The specialty drug spend across both the medical and pharmacy benefits in 2021 averaged $1,295, an average increase of $161 compared with $1,134 in the prior year. Utilization is driving the specialty trend, executives from PSG said, and they said as new, costly therapies for higher prevalence diseases such as new migraines and asthma are introduced, the double-digit trend will likely continue.
The RxBenefits survey revealed that most of the trend in costs was in two conditions: anti-inflammatory and dermatological agents. “But most of the volatility is in the other categories, including cancer and some of the newer orphan drugs,” Barnes said. “We’re probably going to continue to see increases in utilization around anti-inflammatory and dermatological conditions because there’s an extraordinary amount of advertising that goes into those two therapeutic categories."
The survey revealed other pain points for employers, including lack of price and contract transparency, drug cost transparency, and lack of visibility into benefit utilization. Employers are more curious now about alternative funding or other options for prescription coverage and for their employees, Barnes said. “These run the gamut from copay assistance programs, patient assistance programs, to even offshore sourcing of drugs,” she said. “There's a lot of misinformation in the market around these programs and employers in partnership with their brokers are just looking for a source of truth.”
Employers want to understand the true costs of medications and the tools available to access care for their employees at the most practical, affordable cost, added Mark Campbell, vice president at RxBenefits. “Employers want to know what kind of solutions are available to them to manage both the trend and the potential volatility that can come from having a member on your plan that has a new condition that’s going to cost 100,000 or $200,000, a year or more.”

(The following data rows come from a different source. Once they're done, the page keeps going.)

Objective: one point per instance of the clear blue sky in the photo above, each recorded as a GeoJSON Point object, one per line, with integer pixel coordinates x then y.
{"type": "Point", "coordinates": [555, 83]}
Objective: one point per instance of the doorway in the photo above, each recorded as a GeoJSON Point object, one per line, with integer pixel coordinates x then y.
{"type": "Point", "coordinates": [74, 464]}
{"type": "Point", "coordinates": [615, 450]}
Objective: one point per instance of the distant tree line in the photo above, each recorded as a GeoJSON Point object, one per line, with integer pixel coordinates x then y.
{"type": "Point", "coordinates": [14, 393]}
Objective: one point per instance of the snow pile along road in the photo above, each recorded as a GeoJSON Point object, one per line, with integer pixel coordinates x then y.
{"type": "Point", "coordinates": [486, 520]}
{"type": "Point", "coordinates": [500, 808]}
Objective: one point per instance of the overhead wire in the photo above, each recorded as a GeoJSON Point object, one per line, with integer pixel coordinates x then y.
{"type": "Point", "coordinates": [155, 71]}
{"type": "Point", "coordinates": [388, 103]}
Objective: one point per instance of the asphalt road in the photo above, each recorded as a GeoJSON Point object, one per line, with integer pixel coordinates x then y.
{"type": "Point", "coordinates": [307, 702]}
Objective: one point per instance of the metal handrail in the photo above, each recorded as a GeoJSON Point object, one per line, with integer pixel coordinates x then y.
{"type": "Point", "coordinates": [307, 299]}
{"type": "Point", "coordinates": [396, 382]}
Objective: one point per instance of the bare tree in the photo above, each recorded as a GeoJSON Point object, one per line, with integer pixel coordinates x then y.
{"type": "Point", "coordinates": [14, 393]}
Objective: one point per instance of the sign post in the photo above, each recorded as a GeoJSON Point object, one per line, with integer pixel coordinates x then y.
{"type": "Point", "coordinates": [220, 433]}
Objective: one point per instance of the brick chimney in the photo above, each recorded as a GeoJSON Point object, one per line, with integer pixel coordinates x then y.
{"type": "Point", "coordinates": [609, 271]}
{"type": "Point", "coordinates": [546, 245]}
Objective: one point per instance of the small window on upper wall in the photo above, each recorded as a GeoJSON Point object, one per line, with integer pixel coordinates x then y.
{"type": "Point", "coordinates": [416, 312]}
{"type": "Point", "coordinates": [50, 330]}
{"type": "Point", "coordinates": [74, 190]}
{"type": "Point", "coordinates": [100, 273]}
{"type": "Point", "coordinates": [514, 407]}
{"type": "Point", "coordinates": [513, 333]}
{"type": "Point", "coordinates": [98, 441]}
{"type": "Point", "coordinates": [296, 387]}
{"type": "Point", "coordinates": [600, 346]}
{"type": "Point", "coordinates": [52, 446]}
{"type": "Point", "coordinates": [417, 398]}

Campbell said another factor driving the specialty trend is that many of the newer therapies are going to be persistent with higher life-time costs. Novartis’ Gleevec (imatinib) was the first of these type of therapies, he said. Gleevec was approved in 2001 to treat patients with chronic myelogenous leukemia (CML), a rare form of cancer that affects certain types of white blood cells. The therapy transformed the treatment of cancer and established that cancers can be targeted to the specific genes involved.
“These drugs work and they are a benefit to people, but they are very expensive and the lifetime cost is much more protracted than what we’re accustomed to on the past,” he said.